Mixed Metals Exposure, Cardiac Autonomic Responses, Inflammation and DNA Methylation

Abstract

Background: welders are often exposed to various types of metals from the welding fumes and they also have high risks of cardiac autonomic dysfunction. Knowing the hazardous components within metals mixture as well as understanding the potential underlying mechanisms is essential for environmental and occupational regulations. Objective: to identify metal components which are associated with cardiac autonomic responses, as measured by two novel markers -acceleration capacity (AC) and deceleration capacity (DC); to examine whether inflammation mediates effects of metals exposure on AC/DC changes; to identify epigenetic variants which are associated with AC/DC changes. Methods: we collected urine, blood and electrocardiogram (ECG) samples from 75 welders over six sampling occasions between June 2003 and June 2012. Urinary concentrations of 16 types of metals were determined. Blood serum samples were analyzed for inflammatory cytokines levels including CRP, IL-2, IL4, IL6 and IL8. AC and DC values were quantified from ECG recordings. Firstly, we used linear mixed-effects models with Lasso to identify hazardous metals that were significantly associated with AC or DC changes. We fitted the co-pollutants model with “selected” metals in the linear mixed model to estimate the exposure-response relationship. Then, we conducted a mediation analysis to examine whether inflammatory cytokines mediated the effects of metals exposure on AC or DC changes. We report both direct and indirect effects in single pollutant model as well as co-pollutants models. Finally, we conducted the epigenome-wide association study (EWAS) to identify epigenetic variants that were associated with AC or DC changes. Results: we observed negative associations between urinary mercury and chromium concentrations with both DC and AC changes.
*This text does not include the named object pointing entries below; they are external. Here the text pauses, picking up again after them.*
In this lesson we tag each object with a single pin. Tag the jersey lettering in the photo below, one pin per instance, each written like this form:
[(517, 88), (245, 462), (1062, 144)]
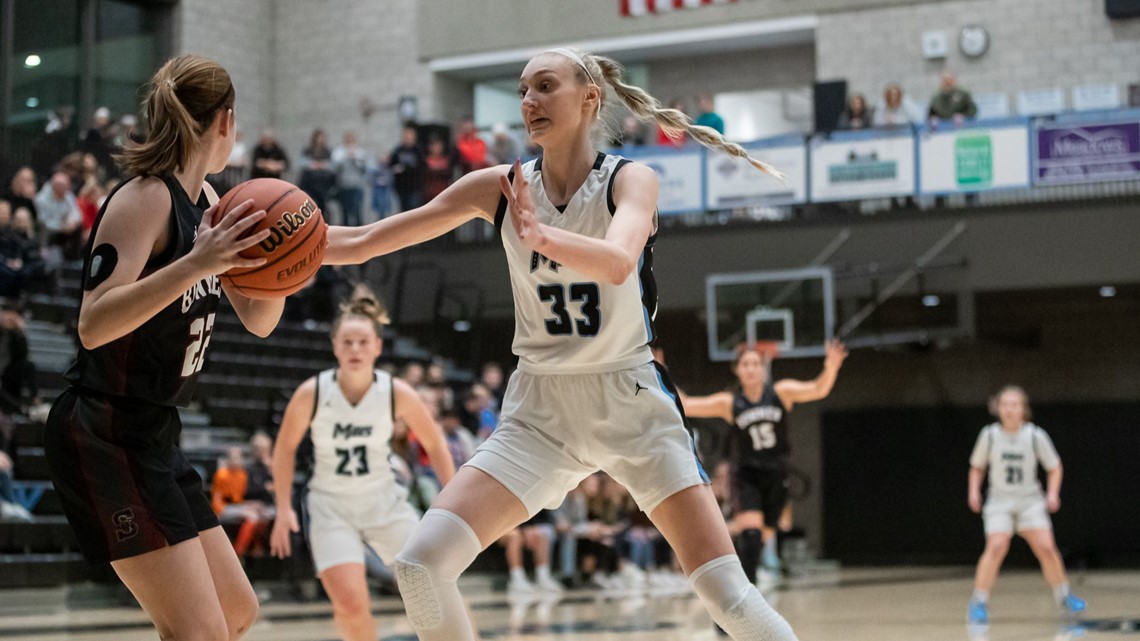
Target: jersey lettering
[(201, 331)]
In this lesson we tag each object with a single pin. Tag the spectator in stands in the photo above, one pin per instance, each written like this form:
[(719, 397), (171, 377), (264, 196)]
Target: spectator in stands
[(99, 140), (18, 388), (59, 214), (535, 535), (677, 139), (407, 163), (857, 115), (380, 179), (632, 134), (504, 147), (471, 146), (439, 169), (951, 102), (350, 164), (268, 159), (22, 192), (530, 151), (317, 177), (706, 115), (228, 498), (896, 110)]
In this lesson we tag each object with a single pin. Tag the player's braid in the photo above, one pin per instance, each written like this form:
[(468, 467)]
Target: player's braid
[(673, 122)]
Indirect effects of metals exposure on AC or DC through inflammation pathway were not significant. We identified GPR133 gene at which methylation level changes were associated with DC values. Conclusion: metals exposures are associated with impaired cardiac autonomic functions. Our study did not provide evidence that these effects were mediated through inflammation pathway. However, DNA methylation of specific genes may be a potential pathway linking environmental and occupational pollutants exposure and alterations in cardiac autonomic responses.